Photovoltaik

Drohnen helfen bei der effektiven Wartung von Photovoltaikanlagen

Von Peter Haimerl, Geschäftsführer Iliotec GmbH

Defekte Dioden, Hotspots, beschädigte Wechselrichter oder Anschlussprobleme können zu erheblichen Leistungseinbußen bei Photovoltaikanlagen und in der Folge zu finanziellen Verlusten für den Betreiber führen. Um Schäden an einer Solaranlage zu erkennen, ist es heute möglich, Flugdrohnen einzusetzen.

Mit hochauflösenden High-End-Infrarotkameras wird die Anlage mithilfe von Thermografie überprüft. Parallel dazu werden Aufnahmen mit einer hochauflösenden Digitalkamera gemacht, sodass man jedes Thermografiefoto auch noch in Realfarben ansehen kann. Auf diese Weise kann man bei Hotspots schnell erkennen, ob es sich um eine defekte Zelle oder nur um eine Verschmutzung der Glasoberfläche handelt.
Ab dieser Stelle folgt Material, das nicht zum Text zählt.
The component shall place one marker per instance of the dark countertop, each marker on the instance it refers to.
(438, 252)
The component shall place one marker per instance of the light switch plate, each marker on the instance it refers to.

Anderen Prüfverfahren deutlich überlegen

Die Kosten rechnen sich schnell, wenn man bedenkt, zu welchen Einnahmeverlusten Defekte einer PV-Anlage über die Laufzeit führen können. Es ist möglich, Objekte jeder Größe zu kontrollieren – von großen industriellen Solarfeldern bis zu Photovoltaikanlagen auf privaten Hausdächern. Von einer Gesamtansicht aus großer Höhe bis zum Anfliegen einzelner Module ist mit einer Flugdrohne alles möglich. Die Drohne ist überall dort sehr effizient, wo auf einer größeren Fläche viele Module überprüft werden sollen. Tritt beispielsweise bei einer Solaranlage auf dem Dach eines Bauernhofs ein Problem auf, wäre es zu aufwendig, die Module mit einem Messgerät einzeln zu messen. Da bei Fehlern in Photovoltaikmodulen hohe Temperaturdifferenzen von 10 bis 20 °K (= °C) auftreten, eignet sich die Thermografie hierfür dagegen ideal.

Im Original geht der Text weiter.